In 1917, while the world was in the midst of a war, cousins Frances Griffiths and Elsie Wright staged photographs to make it appear that Frances was surrounded by fairies. Although they never intended for the faked photographs to be seen by anyone outside their family, the photos became famous enough that Sir Arthur Conan Doyle publicly claimed they were real. With so much attention directed toward them, Elsie and Frances promised to keep the truth a secret. One hundred years later, in the present day, Olivia Kavanagh inherits her grandfather’s bookshop in Ireland. But Olivia’s grandfather didn’t just leave her the bookshop—he also left a manuscript written by Frances, and it details exactly how (and more importantly, why) she and Elsie staged their photographs and maintained their hoax for so many years.
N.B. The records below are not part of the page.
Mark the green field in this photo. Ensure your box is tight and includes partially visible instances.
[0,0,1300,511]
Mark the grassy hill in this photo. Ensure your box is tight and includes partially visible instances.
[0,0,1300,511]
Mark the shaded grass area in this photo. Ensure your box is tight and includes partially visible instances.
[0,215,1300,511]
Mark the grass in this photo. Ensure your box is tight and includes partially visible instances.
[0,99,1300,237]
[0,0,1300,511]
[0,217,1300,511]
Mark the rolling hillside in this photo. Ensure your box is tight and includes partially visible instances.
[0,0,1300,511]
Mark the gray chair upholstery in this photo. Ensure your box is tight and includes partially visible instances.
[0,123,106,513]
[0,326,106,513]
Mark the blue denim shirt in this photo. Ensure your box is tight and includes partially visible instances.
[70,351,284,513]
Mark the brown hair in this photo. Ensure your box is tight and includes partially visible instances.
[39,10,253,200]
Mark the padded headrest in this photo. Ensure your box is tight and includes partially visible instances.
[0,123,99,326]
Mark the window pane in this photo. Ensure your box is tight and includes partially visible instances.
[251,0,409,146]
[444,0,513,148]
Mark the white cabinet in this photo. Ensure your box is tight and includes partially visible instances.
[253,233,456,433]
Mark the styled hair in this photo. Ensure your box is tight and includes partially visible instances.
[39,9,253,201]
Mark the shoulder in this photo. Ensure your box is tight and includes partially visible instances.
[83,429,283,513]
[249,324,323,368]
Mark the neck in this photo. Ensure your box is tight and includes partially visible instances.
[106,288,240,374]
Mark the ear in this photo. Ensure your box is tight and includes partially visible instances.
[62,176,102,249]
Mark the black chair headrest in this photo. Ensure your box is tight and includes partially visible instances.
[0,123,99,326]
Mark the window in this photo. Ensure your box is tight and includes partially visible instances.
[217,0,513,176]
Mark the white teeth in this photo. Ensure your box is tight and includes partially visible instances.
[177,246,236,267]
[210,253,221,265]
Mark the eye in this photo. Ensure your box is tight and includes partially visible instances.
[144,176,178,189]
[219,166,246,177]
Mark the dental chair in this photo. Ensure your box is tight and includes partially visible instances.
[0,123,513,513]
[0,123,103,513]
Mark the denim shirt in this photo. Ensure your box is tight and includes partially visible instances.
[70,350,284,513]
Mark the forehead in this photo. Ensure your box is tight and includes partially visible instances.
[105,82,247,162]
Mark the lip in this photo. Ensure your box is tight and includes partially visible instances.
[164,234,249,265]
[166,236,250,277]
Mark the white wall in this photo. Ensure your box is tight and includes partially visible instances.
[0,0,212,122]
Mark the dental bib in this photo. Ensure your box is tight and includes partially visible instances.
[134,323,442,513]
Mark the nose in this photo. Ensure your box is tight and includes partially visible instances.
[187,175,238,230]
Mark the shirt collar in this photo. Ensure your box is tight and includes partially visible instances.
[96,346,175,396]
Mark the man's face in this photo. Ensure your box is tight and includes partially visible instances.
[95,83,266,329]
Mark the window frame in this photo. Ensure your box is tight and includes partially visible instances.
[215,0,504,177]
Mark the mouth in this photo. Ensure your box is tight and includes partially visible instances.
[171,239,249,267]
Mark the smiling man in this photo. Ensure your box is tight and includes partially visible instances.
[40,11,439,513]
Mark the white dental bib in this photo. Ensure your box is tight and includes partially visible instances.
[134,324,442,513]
Olivia has her own troubles to deal with—extracting herself from an unhappy engagement, caring for her ill grandmother, and facing a diagnosis of infertility—but she soon discovers that, as her grandfather told her, stories choose “the right readers at the right time.” Just as Frances realized that people needed to believe in fairies to find hope during WWI, Olivia finds that believing in a little bit of magic helps her reconnect with the woman she used to be. The insight into the true story of the Cottingley fairies is interesting, and it’s easy to understand why two girls might play along with an innocent trick that became a worldwide sensation. Olivia’s struggles are never quite as compelling, and readers may find themselves eager to slip back into the world of the fairies.

Gaynor (The Girl from the Savoy, 2016, etc.) creates a lovely meditation on the power of belief and hope.